Collaborative Research: Constraining volatile storage in the lower crust - a case study of exhumed rocks from the Talkeetna Arc, Alaska

Volatile elements, such as hydrogen (H), carbon, nitrogen (N), and noble gases, commonly occur as gases at Earth’s surface. When tectonic plates collide, one will sink – or subduct – under the another, and the volatiles in the oceanic crust and sediments are carried into the mantle. The process of subduction leads to melting, which results in a string of volcanoes on the plate above.

These volcanoes emit a portion of those volatiles back to Earth’s surface. This cycle of subduction, melting, and volcanism maintains Earth’s habitability and forms the crust and continents. However, the concentration of these volatiles at Earth’s surface has changed over geologic time.

A major gap in our understanding is how volatiles are removed from this cycle as new crust is formed. This project focuses on the Talkeetna volcanic system in Alaska, one of the few places on Earth where rocks from the base of the crust are exposed at the surface. This team will analyze the abundances of H, N, and noble gases in lower crustal and upper mantle rocks from Talkeetna to estimate how much the crust acts as a volatile trap.
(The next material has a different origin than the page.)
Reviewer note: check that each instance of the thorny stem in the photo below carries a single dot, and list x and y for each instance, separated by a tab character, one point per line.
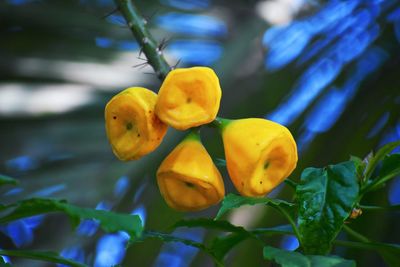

This will provide context for volatile changes at Earth’s surface. Additionally, collaborations with a local artist who develops film in volcanic hot springs will bring co-curricular activities to classes at Williams College, and public lectures and art exhibitions in the Berkshires. 
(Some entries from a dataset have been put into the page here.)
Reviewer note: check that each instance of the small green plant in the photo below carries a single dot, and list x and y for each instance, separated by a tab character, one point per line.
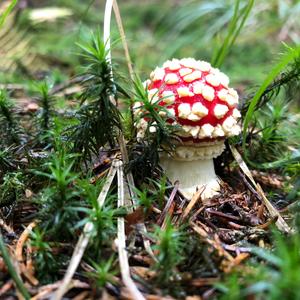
144	199
98	119
11	188
45	99
276	279
8	123
169	249
103	218
104	272
144	157
46	263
Volatile elements (e.g., H, C, N, noble gases) play a critical role in volcanic arc settings, where they induce melting of the mantle and drive volcanic eruptions. Global volatile budgets are estimated by quantifying and balancing volatile input and output fluxes between Earth reservoirs. Output fluxes are typically linked to volcanism and the extent of degassing, whereas subduction of volatile rich oceanic crust represents the mechanism for returning surface-derived volatiles into Earth’s mantle.

The capacity for the crust to retain volatiles is commonly overlooked, but the lower arc crust may be a significant volatile reservoir. This project will quantify the abundances of N, H, and noble gases in the well-characterized Jurassic Talkeetna arc to calculate the storage capacity of the lower crust in arcs. Measured isotope compositions and elemental ratios will identify deep fluid sources and secondary processes affecting volatile abundances in deep arc crust and sub-lithospheric mantle.

These data will then be used to update global volatile models to include the lower arc crust. This multi-pronged volatile and isotope approach will enhance modeling of volatile behavior in arcs, aligning with SZ4D Magmatic Drivers of Eruption priorities by clarifying the lower crust's role as a volatile reservoir. This work will be communicated to several communities through in collaboration with a Berkshire-based artist who develops film in volcanic hot springs and fumaroles.

Public talks and exhibitions will bring the science in this project to the broader Berkshire community. The art will also be shown and discussed in classes at Williams College to help engage students through a different mode of learning, which will help to attract students with diverse experiences and backgrounds.

This award reflects NSF's statutory mission and has been deemed worthy of support through evaluation using the Foundation's intellectual merit and broader impacts review criteria.